Depending on your particular strategy there are a number of different orders you can place. The most common types of orders you will come across when spread betting are stops and limits, and these can come in the form of either orders to open a new position or to close an existing bet.
Orders to open
These orders can be used to open a deal automatically for you when the market hits a certain level. Say you want to sell GBP/USD when it reaches 1.5400, as your research suggests it will drop soon after. Instead of constantly monitoring the market, you can set up an order to open your position when it reaches that level.
Orders to open are sometimes called entry orders.
Orders to close
Orders of this type will automatically close an existing deal when the market hits a certain price.
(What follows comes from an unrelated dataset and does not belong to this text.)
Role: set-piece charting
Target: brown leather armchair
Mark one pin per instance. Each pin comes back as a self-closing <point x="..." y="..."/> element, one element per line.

They are often used when you’re looking to lock in potential profits once a price moves in your favour (a limit), or to cap your losses if you’re concerned a market may move even further against you (a stop).
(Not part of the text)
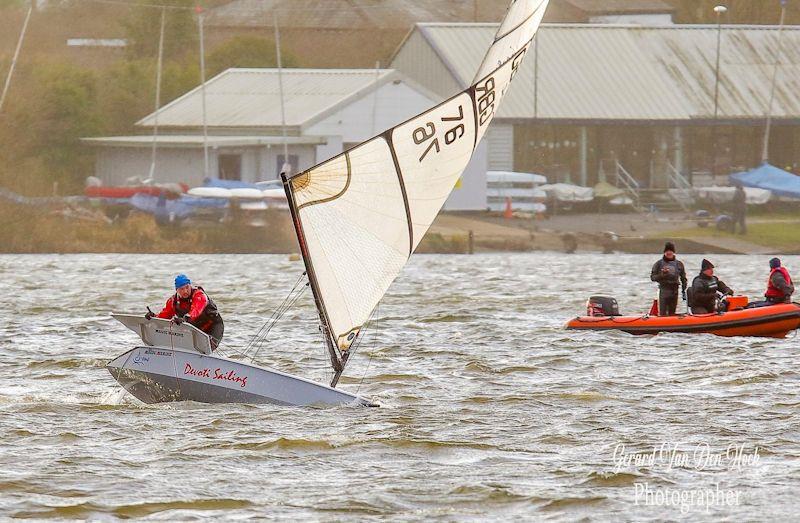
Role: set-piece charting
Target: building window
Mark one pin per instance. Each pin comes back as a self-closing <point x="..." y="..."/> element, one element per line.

Orders to close are sometimes called closing orders.
While entry and closing orders are only executed when the market hits the price you want, a market order is an instruction to carry out a deal immediately at the best available price for your specified bet size. In other words, execution speed takes priority over price.
As long the underlying market is liquid enough, ie there are enough willing buyers and sellers, a market order will be carried out straight away.
You should use this type of order if your key aim is to deal immediately and – importantly – only if you accept that the order may be executed at a worse price than the current buy or sell price.